---
name: neo4j-getting-started-skill
description: >
  Orchestrates the full journey from zero to a running Neo4j application.
  Executes 8 named stages in order: prerequisites → context → provision →
  model → load → explore → query → build. Each stage has its own reference
  file in references/ that the agent reads and follows when entering that stage.
  Supports both HITL and fully autonomous operation.
  Time budget: ≤15 min after DB is running (autonomous), ≤90 min total (HITL).
version: 0.3.0
allowed-tools: Bash, WebFetch, Read, Write, Edit,
  mcp__neo4j__read-cypher, mcp__neo4j__write-cypher, mcp__neo4j__get-schema,
  mcp__neo4j__list-gds-procedures,
  mcp__neo4j_data_modeling__validate_data_model,
  mcp__neo4j_data_modeling__visualize_data_model
compatibility: claude-code, cursor, windsurf, any-agent-with-bash
---

# Neo4j Getting-Started Skill

Guide a **user or agent** from zero to a working Neo4j application by executing the 8 stages below in order.

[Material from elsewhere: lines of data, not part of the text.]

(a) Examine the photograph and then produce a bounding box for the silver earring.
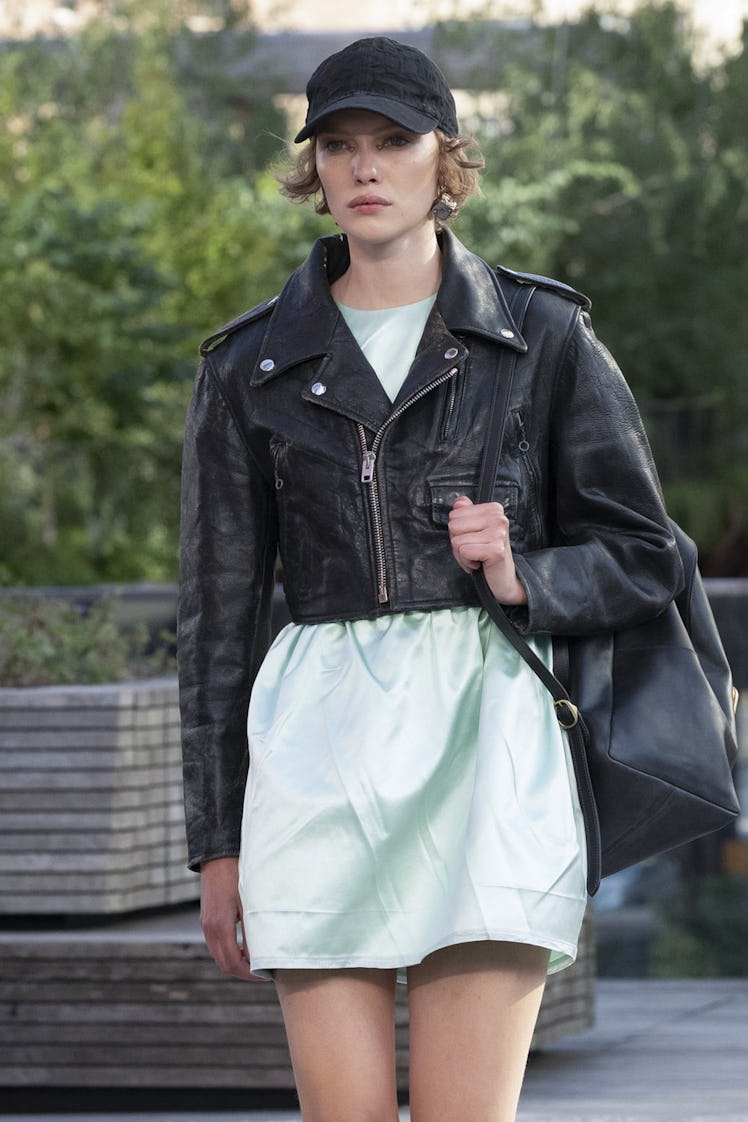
[431,191,458,222]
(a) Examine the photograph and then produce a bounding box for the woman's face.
[316,109,440,245]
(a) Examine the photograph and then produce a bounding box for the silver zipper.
[517,413,529,452]
[355,366,459,604]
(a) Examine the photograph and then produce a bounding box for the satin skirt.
[240,608,587,980]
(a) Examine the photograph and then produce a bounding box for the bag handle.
[472,285,602,895]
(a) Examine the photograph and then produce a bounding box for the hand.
[450,495,527,604]
[200,857,256,980]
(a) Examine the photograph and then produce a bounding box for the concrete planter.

**At the start of each stage**: read the corresponding `${CLAUDE_SKILL_DIR}/references/<stage-name>.md` file and follow its instructions. Only load the stage you are currently executing — not all at once.

**"User" means both a human developer and an autonomous coding agent.**

---

## When NOT to use this skill

- **Writing or optimizing Cypher queries on an existing project** → use `neo4j-cypher-skill`
- **Upgrading Neo4j drivers or migrating Cypher syntax** → use `neo4j-migration-skill`
- **CLI/admin tasks on an existing database** (backup, restore, import) → use `neo4j-cli-tools-skill`

---

## Project Structure

**All generated code, data, scripts, queries, and notebooks must be written to the working directory** so the user can inspect, reuse, and re-run them after the session ends. Never generate output only as text in the conversation — always write it to a file.

Organize files into this layout. Create subdirectories before writing files.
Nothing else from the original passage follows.